For e.g. for this case, p (1 byte) could be allocated first on the stack followed by q (4 bytes for 32-bit architecture). The code assigns the address of p to q. The address of p naturally then is 5 added or subtracted from the the last value of the stack pointer. Well, something like that, depends on how the value of the stack pointer is updated and whether the stack grows upwards or downwards.
How the return value is passed back to the calling function is something that I'm not certain of, but I'm guessing that it is passed through the registers and not the stack. So, when the return is called, the underlying assembly code should deallocate p and q, place zero into the register, then return to the last position of the caller function. Of course, in this case, it is the main function, so it is more complicated in that, it causes the OS to terminate the process. But in other cases, it just goes back to the calling function.

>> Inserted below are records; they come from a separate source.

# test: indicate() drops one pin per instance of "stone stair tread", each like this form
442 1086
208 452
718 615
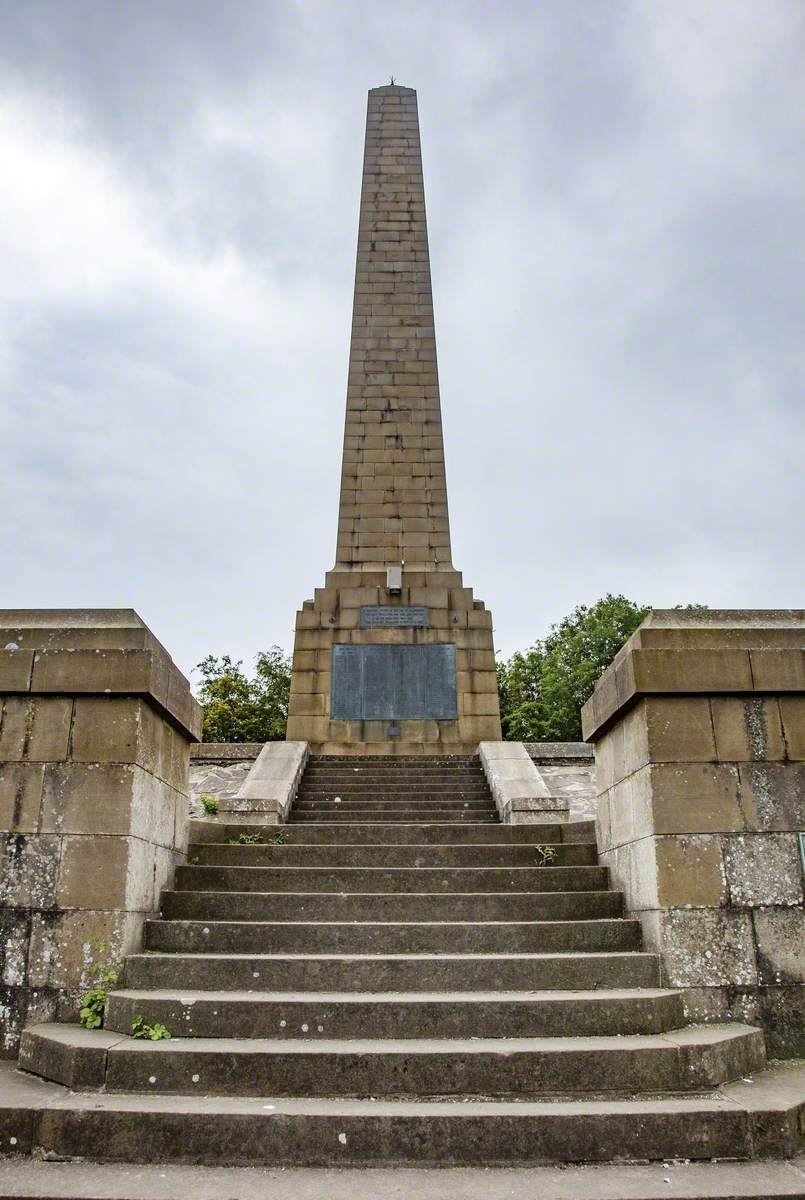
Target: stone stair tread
692 1181
324 957
188 996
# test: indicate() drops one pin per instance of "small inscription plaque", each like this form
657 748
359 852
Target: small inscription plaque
394 683
388 615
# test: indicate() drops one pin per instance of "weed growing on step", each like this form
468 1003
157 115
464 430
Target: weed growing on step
145 1032
95 1001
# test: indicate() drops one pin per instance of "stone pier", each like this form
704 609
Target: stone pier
394 654
700 745
95 731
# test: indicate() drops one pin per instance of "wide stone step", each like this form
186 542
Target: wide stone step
403 815
392 879
385 937
391 906
394 803
382 833
605 1181
221 853
388 972
761 1119
310 790
677 1061
194 1013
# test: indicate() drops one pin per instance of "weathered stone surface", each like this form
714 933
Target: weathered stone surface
701 802
394 503
94 761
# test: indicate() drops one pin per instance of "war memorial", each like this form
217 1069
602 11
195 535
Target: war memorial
403 941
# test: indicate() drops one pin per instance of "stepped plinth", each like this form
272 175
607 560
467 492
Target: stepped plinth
394 654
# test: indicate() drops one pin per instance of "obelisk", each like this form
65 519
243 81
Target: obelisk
394 655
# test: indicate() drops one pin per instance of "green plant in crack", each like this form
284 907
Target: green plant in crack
546 855
94 1002
145 1032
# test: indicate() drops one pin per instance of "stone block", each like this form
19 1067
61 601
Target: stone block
690 871
70 948
748 729
679 730
779 670
16 666
690 797
773 796
763 869
792 711
20 795
780 936
707 947
29 867
94 871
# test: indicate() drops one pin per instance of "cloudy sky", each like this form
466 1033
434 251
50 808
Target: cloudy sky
617 220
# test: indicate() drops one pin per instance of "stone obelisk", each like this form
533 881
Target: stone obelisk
392 655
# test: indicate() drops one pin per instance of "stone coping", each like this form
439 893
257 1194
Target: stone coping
106 652
229 751
719 652
559 750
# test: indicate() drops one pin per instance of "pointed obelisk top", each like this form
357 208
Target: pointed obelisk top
394 501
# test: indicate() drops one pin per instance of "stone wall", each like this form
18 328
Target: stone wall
700 743
568 769
95 726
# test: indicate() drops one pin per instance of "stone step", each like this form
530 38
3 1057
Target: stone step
678 1061
220 853
625 1181
391 879
757 1120
354 777
384 833
193 1013
401 815
384 937
433 786
395 801
388 972
444 762
452 906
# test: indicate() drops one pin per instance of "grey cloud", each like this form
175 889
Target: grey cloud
614 205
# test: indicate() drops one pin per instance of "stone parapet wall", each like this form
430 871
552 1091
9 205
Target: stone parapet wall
700 743
568 769
94 766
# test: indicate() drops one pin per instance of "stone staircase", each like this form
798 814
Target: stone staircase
391 978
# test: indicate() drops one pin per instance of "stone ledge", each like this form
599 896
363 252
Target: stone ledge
517 786
720 652
94 652
228 751
271 785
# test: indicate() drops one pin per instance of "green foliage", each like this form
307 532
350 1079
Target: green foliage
156 1032
239 708
94 1003
544 688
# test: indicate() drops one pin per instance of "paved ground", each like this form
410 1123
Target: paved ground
64 1181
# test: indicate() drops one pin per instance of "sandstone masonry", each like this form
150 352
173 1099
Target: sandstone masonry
394 501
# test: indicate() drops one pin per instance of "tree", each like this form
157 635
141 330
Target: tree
241 709
542 689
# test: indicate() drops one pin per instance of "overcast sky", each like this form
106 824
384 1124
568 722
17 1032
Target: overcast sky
617 221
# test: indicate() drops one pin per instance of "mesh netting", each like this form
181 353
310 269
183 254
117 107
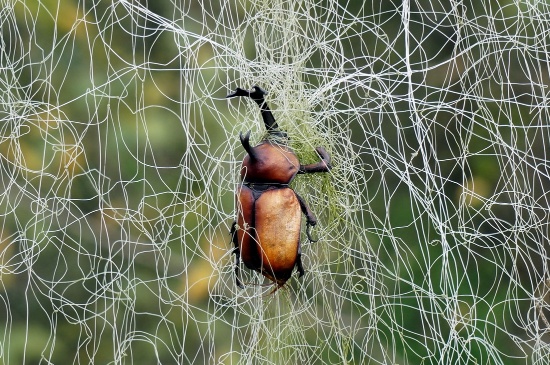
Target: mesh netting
119 159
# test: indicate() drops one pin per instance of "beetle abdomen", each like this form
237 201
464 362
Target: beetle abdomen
277 221
269 231
246 234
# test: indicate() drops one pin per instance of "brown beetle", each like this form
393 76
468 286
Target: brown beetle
266 234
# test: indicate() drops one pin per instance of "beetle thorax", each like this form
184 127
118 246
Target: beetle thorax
270 163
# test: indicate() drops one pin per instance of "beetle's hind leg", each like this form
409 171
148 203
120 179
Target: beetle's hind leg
310 217
237 253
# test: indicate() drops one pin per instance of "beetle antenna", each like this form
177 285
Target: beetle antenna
308 233
245 141
258 95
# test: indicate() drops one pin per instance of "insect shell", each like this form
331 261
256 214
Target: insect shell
266 233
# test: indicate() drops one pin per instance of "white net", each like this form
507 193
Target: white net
119 160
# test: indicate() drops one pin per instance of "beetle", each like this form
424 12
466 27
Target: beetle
266 232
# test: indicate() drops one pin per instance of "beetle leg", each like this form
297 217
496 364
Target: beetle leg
321 166
237 253
310 217
299 261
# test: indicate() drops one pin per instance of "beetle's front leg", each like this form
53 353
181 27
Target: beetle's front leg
321 166
310 217
237 253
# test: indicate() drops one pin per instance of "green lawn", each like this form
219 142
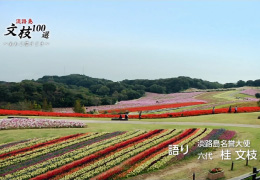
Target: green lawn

In ANSI C, all the local variables should be placed at the top of the function and is allocated once into the stack when entering the function and deallocated when returning from the function. In C++ or later versions of C, this becomes more complicated when local variables can also be declared inside blocks (like if-else or while statement blocks). In this case, the local variable is allocated onto the stack when entering the block and deallocated when leaving the block.
In all cases, the address of a local variable is always a fixed number added or subtracted from the stack pointer (as calculated by the compiler, relative to the containing block) and the size of the variable is determined from the variable type.
static local variables and global variables are different in C. These are allocated in fixed locations in the memory, and thus there's a fixed address for them (or a fixed offset relative to the process' boundary), which is calculated by the linker.
Yet a third variety is memory allocated on the heap using malloc/new and free/delete. I think this discussion would be too lengthy if we include that as well.
That said, my description is only for a typical hardware architecture and OS. All of these are also dependent on a wide variety of things, as mentioned by Emmet.